I see the thread "TPU's F@H team" got locked. It reached over 250 pages so I can only assume it was locked because of the sheer massiveness of the thread, and so, I present you with a continuation of the origional. Go forth and talk everything F@H!


----------



## newtekie1 (Sep 13, 2009)

Cool, I guess I'll pick up right where the old one left off then.



theonedub said:


> I just got Remote Desktop working on my HTC Raphael and its awesome. I get full access to my PC so now I can turn my 9800GT off or on depending on the temp from work and school- more PPD please



Careful when doing this with GPU clients running on Vista or Win7 and possibley XP. I have a similar setup, and when I remote into the computers, it causes the client to kill the work unit with an EUE, and you lose any work that has been done on the work unit.  It will cause the client to go into a loop where it will try to continue with a new WU, which will also get a EUE, and after it does that for a while the client will flag your machine as unstable and pause work for 24 hours.

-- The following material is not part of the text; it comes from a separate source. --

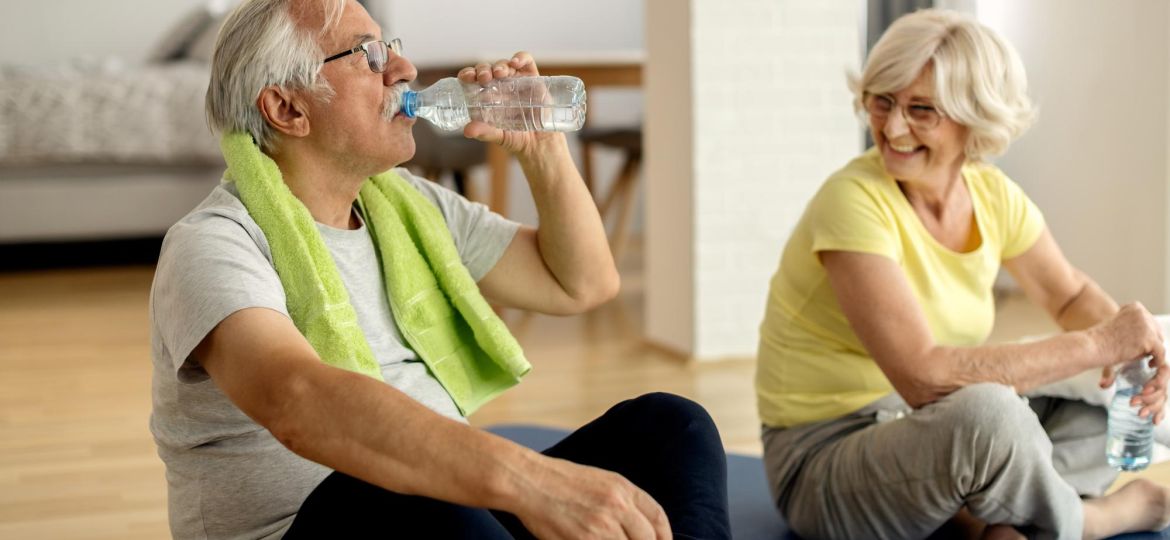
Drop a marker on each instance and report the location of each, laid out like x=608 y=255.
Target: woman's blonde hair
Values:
x=979 y=80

It has to do with Windows disabling the physical graphics card when you start a remote session, and using a virtual graphics card.

More Info here:
http://foldingforum.org/viewtopic.php?f=50&t=6442


----------



## DRDNA (Sep 13, 2009)

lol I just tried the GPU client and wow tallk about about heat and wattage ...LOL 
I could nt figure how to get it to run on all 4 GPU's ...only could get it running on main gpu

WOW you folders MUST be Rich as this is a wattage sucker upper!


----------



## BUCK NASTY (Sep 13, 2009)

Re-opened. Let's see if it auto-locks again.


----------



## El Fiendo (Sep 14, 2009)

Heh, this is what I was referring to in the PM Buck. I thought some serious stuff had gone down and locked the F@H main thread.


----------



## erocker (Sep 14, 2009)

I've never heard of threads getting "auto-locked." I'm sure somebody locked it. Don't know who, but it doesn't make sense. The original thread should be stickied.


----------



## theonedub (Sep 15, 2009)

I honestly though my comment about my PDA and remote desktop caused the lock  I was thinking "it was on topic wasn't it?" lol


----------



## PaulieG (Sep 15, 2009)

erocker said:


> I've never heard of threads getting "auto-locked." I'm sure somebody locked it. Don't know who, but it doesn't make sense. The original thread should be stickied.



Yeah Buck, I would sticky the thread asap.


----------